L’humain a tendance à se penser supérieur au monde du vivant, tant et si bien qu’il l’utilise jusqu’à le détruire massivement. Mais s’il se mettait à l’observer pour s’en inspirer, tout en le respectant ? Le monde du travail aurait alors tout intérêt à suivre le mouvement…

7 min
13 juin 2025par Léa François

Le monde du travail est-il aussi impitoyable que le monde du vivant ? À en observer ses aléas, ses instabilités, ses revers, il semblerait qu’on puisse facilement se laisser aller à la comparaison.

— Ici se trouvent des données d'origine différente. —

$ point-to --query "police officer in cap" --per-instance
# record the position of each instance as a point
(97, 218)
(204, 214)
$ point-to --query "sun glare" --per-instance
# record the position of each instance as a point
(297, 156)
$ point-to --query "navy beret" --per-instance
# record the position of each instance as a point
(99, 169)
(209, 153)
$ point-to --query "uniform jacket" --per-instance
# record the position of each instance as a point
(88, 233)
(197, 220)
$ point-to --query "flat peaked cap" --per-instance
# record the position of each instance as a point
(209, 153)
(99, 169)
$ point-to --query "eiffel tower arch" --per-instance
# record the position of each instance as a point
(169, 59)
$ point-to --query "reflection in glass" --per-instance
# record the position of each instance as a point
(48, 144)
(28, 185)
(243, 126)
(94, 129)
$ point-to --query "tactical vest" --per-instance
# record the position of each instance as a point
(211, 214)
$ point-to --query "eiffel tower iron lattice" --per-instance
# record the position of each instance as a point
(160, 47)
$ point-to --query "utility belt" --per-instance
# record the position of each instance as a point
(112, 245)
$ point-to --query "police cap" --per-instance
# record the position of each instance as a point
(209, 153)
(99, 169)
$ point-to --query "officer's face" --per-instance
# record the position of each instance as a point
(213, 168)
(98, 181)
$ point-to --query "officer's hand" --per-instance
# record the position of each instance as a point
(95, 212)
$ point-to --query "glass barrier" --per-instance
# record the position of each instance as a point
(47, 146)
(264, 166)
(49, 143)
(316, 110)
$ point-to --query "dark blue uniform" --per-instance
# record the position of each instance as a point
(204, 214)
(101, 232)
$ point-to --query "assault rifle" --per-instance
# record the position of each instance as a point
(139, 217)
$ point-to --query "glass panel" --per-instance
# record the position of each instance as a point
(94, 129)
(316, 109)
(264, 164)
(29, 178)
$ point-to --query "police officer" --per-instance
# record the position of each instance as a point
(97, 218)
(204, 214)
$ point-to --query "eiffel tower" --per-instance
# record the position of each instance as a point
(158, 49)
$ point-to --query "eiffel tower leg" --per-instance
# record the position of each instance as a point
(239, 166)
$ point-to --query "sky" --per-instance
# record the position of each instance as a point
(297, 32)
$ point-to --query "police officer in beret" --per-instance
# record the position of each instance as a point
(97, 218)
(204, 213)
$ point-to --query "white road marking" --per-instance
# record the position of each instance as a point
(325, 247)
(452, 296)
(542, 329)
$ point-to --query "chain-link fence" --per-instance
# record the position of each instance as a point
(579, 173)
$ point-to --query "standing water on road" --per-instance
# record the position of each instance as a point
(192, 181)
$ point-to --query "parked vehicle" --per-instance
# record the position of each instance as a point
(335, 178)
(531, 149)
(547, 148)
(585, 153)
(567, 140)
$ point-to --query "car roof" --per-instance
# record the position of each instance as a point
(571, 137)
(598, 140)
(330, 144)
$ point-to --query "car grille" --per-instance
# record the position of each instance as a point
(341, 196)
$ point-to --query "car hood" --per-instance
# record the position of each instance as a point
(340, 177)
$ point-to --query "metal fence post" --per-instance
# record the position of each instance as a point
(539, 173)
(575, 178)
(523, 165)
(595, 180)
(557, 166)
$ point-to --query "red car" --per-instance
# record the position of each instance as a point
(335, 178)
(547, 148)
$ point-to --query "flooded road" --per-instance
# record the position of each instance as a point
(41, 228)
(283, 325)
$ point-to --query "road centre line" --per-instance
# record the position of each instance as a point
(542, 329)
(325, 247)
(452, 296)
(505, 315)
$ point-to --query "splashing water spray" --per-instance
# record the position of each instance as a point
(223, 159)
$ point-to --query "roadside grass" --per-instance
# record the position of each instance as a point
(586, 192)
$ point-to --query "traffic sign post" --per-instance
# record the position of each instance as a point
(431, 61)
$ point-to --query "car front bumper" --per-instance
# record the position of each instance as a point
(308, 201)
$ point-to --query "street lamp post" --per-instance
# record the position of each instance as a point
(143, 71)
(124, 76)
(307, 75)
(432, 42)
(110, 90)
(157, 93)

Et certains ont poussé le curseur encore plus loin : Paul Boulanger est spécialiste d’un biomimétisme adapté aux stratégies et aux organisations. Son cabinet de conseil Pikaia accompagne ainsi les entreprises dans l'accélération de leur transition écologique en les aidant à trouver de nouveaux modèles économiques ou de nouveaux modes d’organisation inspirés du monde animal comme végétal.

“Le vivant, c’est quand même 3,8 milliards d'années d'innovation, mais aussi de chaos, de catastrophes, de résilience. Comme on rentre maintenant dans un univers un peu instable, il va falloir avoir ces capacités d'innovation dans le changement, amorce-t-il. Et l'idée que j'ai eue, c'était de se dire : si on veut vraiment représenter le monde complexe tel qu'il est, puisqu’on parle d'écosystème d'affaires, allons jusqu'au bout : inspirons-nous vraiment des écosystèmes.”

Et on peut dire qu’il y a matière à inspiration. Énergie, relations interspécifiques, agilité… L’histoire du vivant nous montre que les modes d’organisations sélectionnés sont plutôt très pertinents. La preuve par trois.

1- La coopération chez le labre nettoyeur

Ce terme-là devrait vous parler : notre quotidien professionnel est régi par le principe de la coopération, au sens d’une collaboration en vue d’une action commune, le tout reposant sur un système d’entente et d’échanges.

Mais saviez-vous que de nombreuses espèces collaborent elles aussi au quotidien, et d’une manière plutôt smart ? Prenons l’exemple du labre nettoyeur, un joli poisson tropical aux reflets bleutés qui évolue dans les mers chaudes. Lui, son taf, c’est de déverminer les autres poissons.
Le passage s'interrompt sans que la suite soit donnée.